Outdoor plants are thankful to spend winter months inside where conditions are less harsh and they can get the attention they need. Being inside presents a few challenges such as moisture (or lack of moisture) in the air as well as lighting. Getting your plant the natural light it needs is not always possible when plants are moved to an inside space. Thankfully, there are alternatives!
Artificial lights serve plants well when natural light isn’t an option. Fluorescent bulbs, which are inexpensive and easy to obtain, can be placed above plants to provide them light. Be sure to watch for any signs of discoloration or stunted growth within the first week. If you are keeping your light on too long your plant may become faded or burnt.
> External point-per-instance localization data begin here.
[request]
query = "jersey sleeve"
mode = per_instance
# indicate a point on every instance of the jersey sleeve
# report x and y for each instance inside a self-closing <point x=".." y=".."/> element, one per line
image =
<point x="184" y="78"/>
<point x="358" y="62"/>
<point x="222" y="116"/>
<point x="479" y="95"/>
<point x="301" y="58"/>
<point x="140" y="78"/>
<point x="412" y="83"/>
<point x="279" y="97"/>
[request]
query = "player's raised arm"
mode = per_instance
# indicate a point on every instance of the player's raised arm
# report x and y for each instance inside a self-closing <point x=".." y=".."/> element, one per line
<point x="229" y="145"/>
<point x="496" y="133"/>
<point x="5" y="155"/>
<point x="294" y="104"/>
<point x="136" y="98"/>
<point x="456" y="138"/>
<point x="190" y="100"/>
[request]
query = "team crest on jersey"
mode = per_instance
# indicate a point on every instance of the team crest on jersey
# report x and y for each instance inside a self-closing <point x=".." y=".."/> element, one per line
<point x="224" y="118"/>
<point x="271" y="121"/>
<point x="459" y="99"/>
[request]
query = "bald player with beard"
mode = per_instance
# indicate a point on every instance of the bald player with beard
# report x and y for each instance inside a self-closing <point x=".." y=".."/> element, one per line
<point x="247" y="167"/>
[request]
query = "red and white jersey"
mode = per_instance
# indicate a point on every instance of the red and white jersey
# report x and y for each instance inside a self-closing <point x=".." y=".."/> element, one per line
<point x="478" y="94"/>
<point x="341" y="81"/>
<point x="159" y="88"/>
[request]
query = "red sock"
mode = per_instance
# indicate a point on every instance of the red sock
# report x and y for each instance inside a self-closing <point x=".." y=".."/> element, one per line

Here are 10 tips to consider:
- GET COOL: Among fluorescent bulbs, look for “cool white” bulbs, which imitate sunlight the best. Incandescent spotlights are not as good, but they can work if you buy “self-reflectorized” bulbs.
- MIRRORS: If you are using a lamp on your plant, place a mirror opposite the light to create more reflection and light.
- EQUAL TIME: Rotate your plant regularly to make sure that equal light spectrums are being supplied to the plant.
- GET MORE: If your plant isn’t getting enough light, consider adding more bulbs or another lamp. You should match the indoor lighting to the outdoor lighting requirements a plant needs.
- ABOUT A FOOT: Although it won’t look beautiful, keep your light from 6 to 12 inches from your plant. Never allow the bulb to touch your plant.
- IS IT TOO HOT? Test out the intensity of your light. If it gets too hot when you hold your hand under it, it’s probably too hot for your plant. (Running a ceiling fan nearby can alleviate this a bit.)
- LOTS OF LIGHT: Some plants can require up to 16 hours of light per day. Read up on what’s best for your plant and try putting your lamp on a timer!
- WATER NEEDS: Plants under artificial lights tend to dry out faster. Try an automatic plant waterer to keep your soil appropriately moist.
- HUMIDITY: Help your plants maintain the appropriate humidity by adding pebbles to the bottom of their pot.
- IS IT GROWING? Is your plant getting enough light? If your plant would normally continue growing through the winter and it doesn’t, then it needs more light. If it gets limp and leggy, then it needs more light. Otherwise, as long as it stays green it should be OK.
You may be wondering why indoor gardeners prefer fluorescent lights over incandescent lights. There are many reasons, actually. Most fluorescent bulbs produce light from the blue and red part of the visible light spectrum, which plants need for photosynthesis. Fluorescent lights last longer and are also much more energy efficient. They also produce far less heat than an incandescent bulb, which keeps plants from drying out too quickly.